There is no such thing as “free” content, even Gospel-oriented content, so people should expect to pay something for the works they use. The real question is, “Who should pay?” In the old media world the user was expected to pay for the content. You subscribed to a newspaper to get the content and the profit in the model came from advertising. You wanted a book so you went to a bookstore and bought it. In the 1980s and 1990s most of us in ministry would have thought it immoral to copy books and give them to friends, copy cassette tapes and give them to students, etc. But now there is an expectation that advertising will somehow pay for all the content I want/need. That’s the new media age. Free to me, let advertisers foot the bill. Wouldn’t it be funny to see a pastors salary supported by advertising? He’d preach in an outfit that resembled a Nascar driver’s suit! It’s always funny to think about real world applications of stuff we do on the internet everyday, isn’t it?
Digital media has created an ethics dilemna for people in ministry, hasn’t it? There seems to be a feeling that the parable of the talents can’t possibly relate to actual money. People who advocate for free content will concede… “It’s OK to break even, just don’t get rich!” So if content cost me $500 to produce a lesson… why is it wrong to want to return $1000? (Like the parable) Don’t you remember the parable… Jesus called the man who just broke even a wicked and lazy servant. What then would Jesus say to people who intend to invest $500 in content and give it away? Super wicked and super lazy?

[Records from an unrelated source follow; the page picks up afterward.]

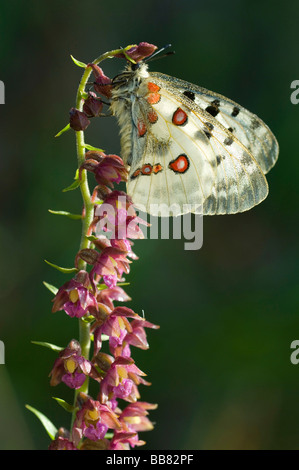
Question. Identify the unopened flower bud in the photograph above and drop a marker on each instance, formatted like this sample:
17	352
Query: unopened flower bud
92	106
78	120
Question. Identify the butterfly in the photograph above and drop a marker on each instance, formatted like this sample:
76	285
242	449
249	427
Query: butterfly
187	147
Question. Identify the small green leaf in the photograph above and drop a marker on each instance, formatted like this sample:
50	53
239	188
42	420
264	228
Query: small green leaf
66	406
67	214
77	62
53	347
73	186
51	288
48	425
62	270
91	238
66	128
90	147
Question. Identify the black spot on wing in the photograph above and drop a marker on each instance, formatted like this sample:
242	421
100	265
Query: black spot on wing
213	108
189	94
235	111
228	141
255	124
207	129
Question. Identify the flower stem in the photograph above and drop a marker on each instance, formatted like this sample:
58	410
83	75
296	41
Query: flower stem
84	327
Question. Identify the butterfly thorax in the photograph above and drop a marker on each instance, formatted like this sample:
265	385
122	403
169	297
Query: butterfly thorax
128	94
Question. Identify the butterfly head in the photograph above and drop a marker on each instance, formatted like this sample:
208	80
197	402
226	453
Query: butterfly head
131	76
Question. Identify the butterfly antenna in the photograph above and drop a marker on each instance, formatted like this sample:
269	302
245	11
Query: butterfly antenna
159	52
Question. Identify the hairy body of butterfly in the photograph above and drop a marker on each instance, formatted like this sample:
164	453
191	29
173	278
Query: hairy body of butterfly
189	147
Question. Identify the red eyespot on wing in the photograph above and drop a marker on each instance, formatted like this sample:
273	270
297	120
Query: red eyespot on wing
153	98
152	87
180	164
135	174
146	169
152	116
157	168
141	127
179	117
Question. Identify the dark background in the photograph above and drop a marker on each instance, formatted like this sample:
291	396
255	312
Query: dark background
220	364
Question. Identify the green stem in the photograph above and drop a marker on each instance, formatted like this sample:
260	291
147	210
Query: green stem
84	327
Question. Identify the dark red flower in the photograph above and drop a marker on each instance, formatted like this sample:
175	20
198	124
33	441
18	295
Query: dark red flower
140	52
78	120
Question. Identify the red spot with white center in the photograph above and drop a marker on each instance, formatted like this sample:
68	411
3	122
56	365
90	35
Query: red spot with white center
157	168
180	164
136	173
141	128
179	117
152	87
153	98
146	169
152	116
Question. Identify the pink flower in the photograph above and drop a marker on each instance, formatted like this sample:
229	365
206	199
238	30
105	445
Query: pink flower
110	264
116	326
102	84
108	169
93	420
121	381
62	443
74	297
72	368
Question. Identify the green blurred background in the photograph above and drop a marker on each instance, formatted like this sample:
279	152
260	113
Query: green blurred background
220	364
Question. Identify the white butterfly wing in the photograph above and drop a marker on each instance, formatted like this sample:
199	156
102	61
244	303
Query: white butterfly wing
221	175
168	167
246	126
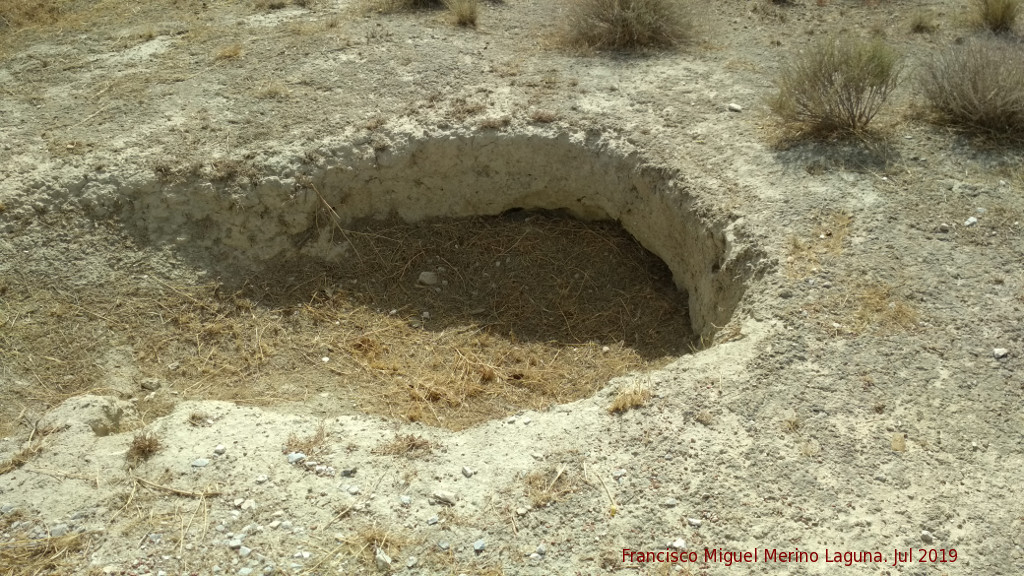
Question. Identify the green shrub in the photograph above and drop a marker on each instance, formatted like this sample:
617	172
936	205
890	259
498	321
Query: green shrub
605	25
978	85
838	85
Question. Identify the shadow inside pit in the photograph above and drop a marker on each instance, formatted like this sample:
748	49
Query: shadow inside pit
524	276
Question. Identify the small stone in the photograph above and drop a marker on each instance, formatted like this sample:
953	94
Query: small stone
444	497
428	279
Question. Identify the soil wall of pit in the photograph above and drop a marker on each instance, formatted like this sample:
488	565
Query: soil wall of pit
294	207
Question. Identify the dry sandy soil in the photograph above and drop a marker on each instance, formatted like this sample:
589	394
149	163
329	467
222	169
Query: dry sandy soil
180	186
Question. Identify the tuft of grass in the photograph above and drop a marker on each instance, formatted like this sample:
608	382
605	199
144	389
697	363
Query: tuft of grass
20	13
838	86
923	22
313	446
228	52
627	25
978	86
407	445
998	16
142	447
629	398
463	11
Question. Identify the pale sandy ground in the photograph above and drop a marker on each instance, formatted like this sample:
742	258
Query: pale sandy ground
805	406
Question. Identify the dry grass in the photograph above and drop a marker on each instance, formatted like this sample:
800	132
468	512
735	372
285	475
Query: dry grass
836	87
550	485
630	397
407	445
530	302
314	446
998	16
628	25
463	11
24	557
142	447
923	22
978	86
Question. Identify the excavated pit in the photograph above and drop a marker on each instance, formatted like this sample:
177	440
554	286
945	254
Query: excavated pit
448	280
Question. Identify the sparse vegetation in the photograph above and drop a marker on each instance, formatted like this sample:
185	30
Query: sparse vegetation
407	445
463	11
630	397
142	447
998	16
314	446
837	86
619	25
978	86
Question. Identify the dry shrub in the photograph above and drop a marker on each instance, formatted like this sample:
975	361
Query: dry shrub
978	86
837	86
550	485
629	398
463	11
407	445
615	25
142	447
997	15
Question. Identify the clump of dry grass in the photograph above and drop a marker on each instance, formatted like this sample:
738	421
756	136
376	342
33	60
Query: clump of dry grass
18	13
230	51
31	557
923	22
550	485
142	447
314	446
978	86
463	11
838	86
998	16
630	397
617	25
407	445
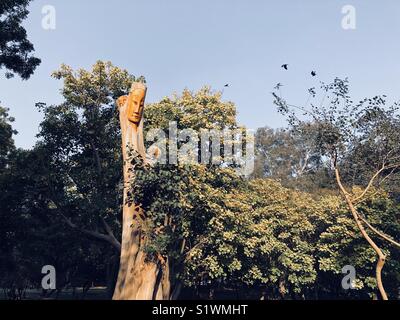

We would never walk up to an auto mechanic and expect him to change our oil for free simply because we are in ministry. We would never go to the dentist and insist that he give us free dental. We would never go to the grocery store and expect the grocer to pay for the pastors food. And yet we have no problem with this when it comes to Gospel-oriented content. Something is out of whack, isn’t it?
As with all things that seem to leave us in a quandry– I am wondering if there is a 3rd way. Is there a way that is both ethically satisfying and free? Is there a way that is both affordable for ministry folks and pays for itself?
Chime in. I don’t pretend to have all the answers. If you’re in the paid camp– speak up! If you think everything should be free, give me a counter-punch.